This project classified mail whether it spam or not spam. SVM has been used to classify the mails. cvx and libSVM package have been used. The packages are a part of repository. The code is in matlab. There are scripts using two kernels, one linear and one gaussian.
Data is a subset of 2005 TREC Public Spam Corpus. It contains a training set and a test set. Both files use the same format: each line represents the space-delimited properties of an email, with the first one being the email ID, the second one being whether it is a spam or ham (non-spam), and the rest are words and their occurrence numbers in this email. The dataset presented to you is processed version of the original dataset where non-word characters have been removed and some basic feature selection has been done.
- Run
transform_data.py
. It parses the dataset and produces two files , one with features and one with classifcation of mail. - Use the script in this way : `python transform_data.py <no. of lines on train data> <no. of lines in test data file>
- Setup cvx into matlab or octave. Follow the instructions given in cvx package.

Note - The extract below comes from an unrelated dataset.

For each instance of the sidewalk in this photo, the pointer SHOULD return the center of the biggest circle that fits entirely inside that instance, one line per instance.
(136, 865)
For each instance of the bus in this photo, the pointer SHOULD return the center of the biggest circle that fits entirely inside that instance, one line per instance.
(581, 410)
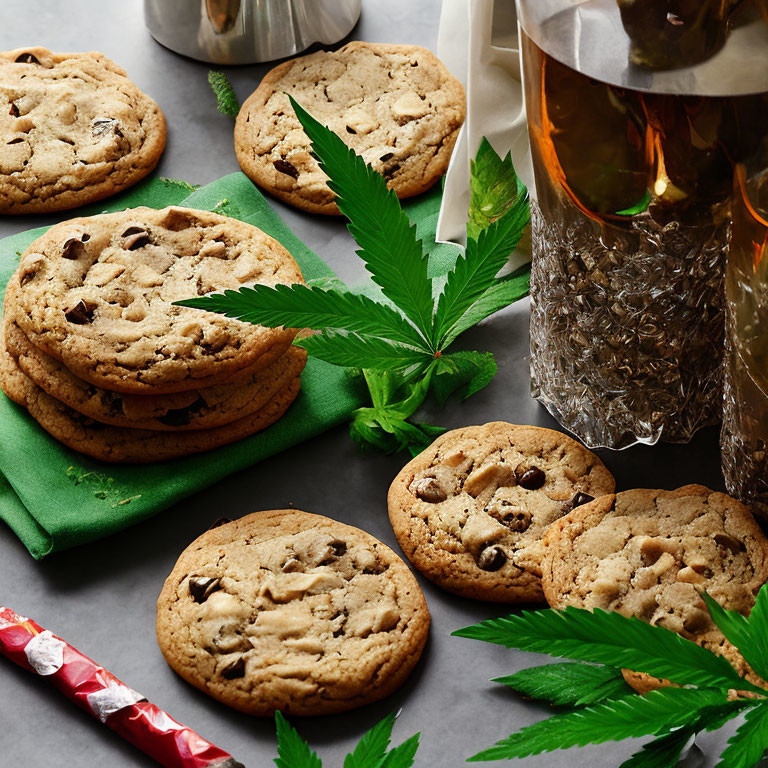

- Run the script to get the accuracy as output. More features can be added to dataset by changing the python script.
- To use the libSVm , setup it up using the instructionsin libSVM package.
- Run the matlab script to get the accuracy.
Report on performance of SVM on this particular dataset and the results are included in Analysis.docx file. No major feature engineering was done to get the results. Many more things can be done to increase the performance of the system.